The decision by supporters of Occupy Central to back three electoral reform blueprints that call for public nomination of candidates has split the Alliance for True Democracy.
The Democratic Party is considering leaving the alliance, which comprises all but one of the 27 pan-democratic lawmakers, after two radical groups - People Power and the League of Social Democrats - reneged on a promise to support the alliance's three-track proposal for candidate nominations in a vote by Occupy supporters last Tuesday.
"We will carefully consider all possibilities, including quitting the alliance, reducing our participation, or urging People Power and the League of Social Democrats to quit," Democrats vice-chairman Sin Chung-kai said.
Professor Joseph Cheng Yu-shek, the alliance's convenor, said only unity could give the camp sufficient strength to bargain with Beijing. "Our core struggle is to fight off political screening in the 2017 chief executive election. Only unity can mobilise Hongkongers' support, enabling us to exert pressure on Beijing and the government," said Cheng (pictured).
Some 2,500 supporters of the pro-democracy Occupy movement chose three plans to put to a public vote from June 20 to 22.
The winning plan will be championed by the non-violent civil disobedience movement, which plans to block roads in Central if the government fails to deliver an electoral reform proposal it deems meaningful.
Benny Tai Yiu-ting, a co-founder of Occupy, said pan-democrat lawmakers were not tied to supporting the plan that wins the June vote.
On Tuesday, instead of supporting the alliance's plan - which allows voters, parties and a nominating committee to put forward candidates - People Power and the League backed plans from student group Scholarism and People Power itself.

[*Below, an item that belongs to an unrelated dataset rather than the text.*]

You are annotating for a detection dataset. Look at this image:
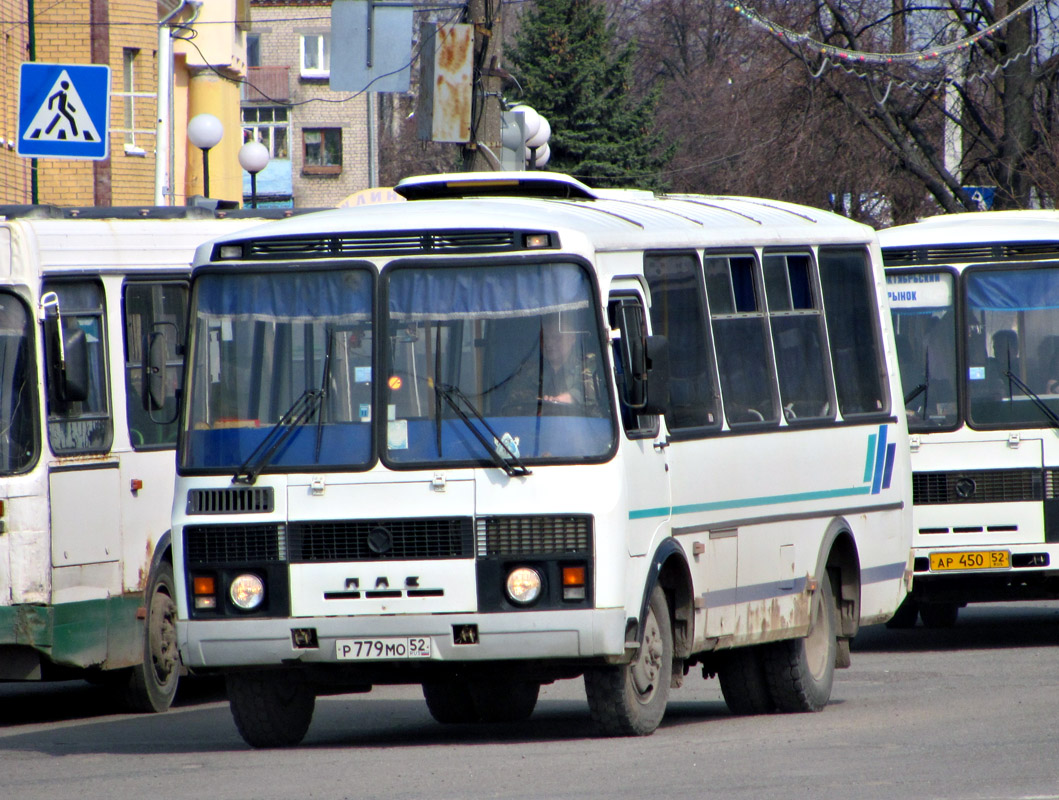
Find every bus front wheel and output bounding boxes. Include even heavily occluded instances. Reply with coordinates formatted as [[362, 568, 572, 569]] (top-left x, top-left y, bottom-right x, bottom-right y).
[[125, 562, 181, 713], [585, 586, 672, 736], [227, 670, 317, 747], [764, 574, 838, 713]]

Public nomination has been rejected by the government and Beijing. Proposals by former chief secretary Anson Chan Fang On-sang and Civic Party lawmaker Ronny Tong Ka-wah, which did not include public nomination, received little support from Occupy backers.
The government, whose reform plan is expected by the end of this year, needs four votes from pan-democrats for any plan to pass in the Legislative Council.
Moderate pan-democrats are sceptical of the Occupy vote. "The most ardent supporters of proposals with public nomination do not want to talk with Beijing at all," said Tong. "Are you asking the moderates to take those plans to negotiate [with Beijing]? That is impossible."
Chan said "pragmatic yet imperfect" proposals were worth considering as many people "did not want to directly clash with Beijing".